Dan swung around. The man who had spoken was one of three, all oddly dressed and all armed. They had materialized from behind scrub palmettos at the side of the road. The leader was squat, and wore a checked gold cap and Bermuda shorts. His arms were abnormally long and hands huge. He carried a submachine gun and handled it like a toy. His belly bulged over his waistband. He ate well. Dan said, “Look, I’m a doctor. I’m the doctor of Fort Repose. I don’t have anything you want.”

The second man advanced on Dan. He was hatless, dressed in a striped sport shirt, and he gripped a baseball bat with both hands. “Get that, Mick?” he said. “He don’t have nothing we want! Ain’t that rich?”

The third man was not a man at all but a boy with fuzz on his chin. The boy wore Levi’s, a wide-brimmed hat, high-heeled boots, and twin holster belts slung low. He stood apart from the others, legs spread, hefting a long-barreled revolver in each hand.

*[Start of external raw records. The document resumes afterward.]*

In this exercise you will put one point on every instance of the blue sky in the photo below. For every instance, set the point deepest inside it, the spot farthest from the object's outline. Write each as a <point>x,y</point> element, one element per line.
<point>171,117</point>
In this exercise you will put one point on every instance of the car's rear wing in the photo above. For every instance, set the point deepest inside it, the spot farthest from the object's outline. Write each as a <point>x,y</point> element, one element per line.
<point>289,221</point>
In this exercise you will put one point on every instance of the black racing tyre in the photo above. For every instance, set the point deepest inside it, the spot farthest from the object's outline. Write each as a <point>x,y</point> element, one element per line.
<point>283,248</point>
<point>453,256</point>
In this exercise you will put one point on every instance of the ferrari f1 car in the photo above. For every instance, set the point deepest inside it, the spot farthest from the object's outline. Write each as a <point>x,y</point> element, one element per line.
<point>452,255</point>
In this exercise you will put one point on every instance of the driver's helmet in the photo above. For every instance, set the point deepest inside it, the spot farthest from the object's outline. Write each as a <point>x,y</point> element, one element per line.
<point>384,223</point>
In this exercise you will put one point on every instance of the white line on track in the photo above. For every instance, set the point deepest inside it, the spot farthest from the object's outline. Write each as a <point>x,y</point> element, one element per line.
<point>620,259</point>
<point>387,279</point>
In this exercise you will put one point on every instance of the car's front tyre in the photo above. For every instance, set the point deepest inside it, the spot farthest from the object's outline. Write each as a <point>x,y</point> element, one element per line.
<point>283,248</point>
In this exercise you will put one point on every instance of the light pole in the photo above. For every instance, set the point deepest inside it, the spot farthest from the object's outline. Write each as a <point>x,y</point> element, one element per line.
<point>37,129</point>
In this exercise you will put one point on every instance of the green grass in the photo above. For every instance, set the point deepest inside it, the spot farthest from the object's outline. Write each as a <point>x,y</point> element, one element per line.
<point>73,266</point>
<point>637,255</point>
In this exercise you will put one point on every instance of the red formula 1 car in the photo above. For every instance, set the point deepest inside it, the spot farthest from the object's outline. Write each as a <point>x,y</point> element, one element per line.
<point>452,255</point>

He looked like an immature imitation of a Western bad man holding up the Wells Fargo stage, but he seemed overly excited and Dan guessed him the most volatile and dangerous of the three.

The woman, grinning, got in the car, wrestled the back seat to the floor, and found the two bottles of bourbon Dan kept hidden there. “Just like you heard, Buster,” she said. “The Doc keeps a traveling bar.”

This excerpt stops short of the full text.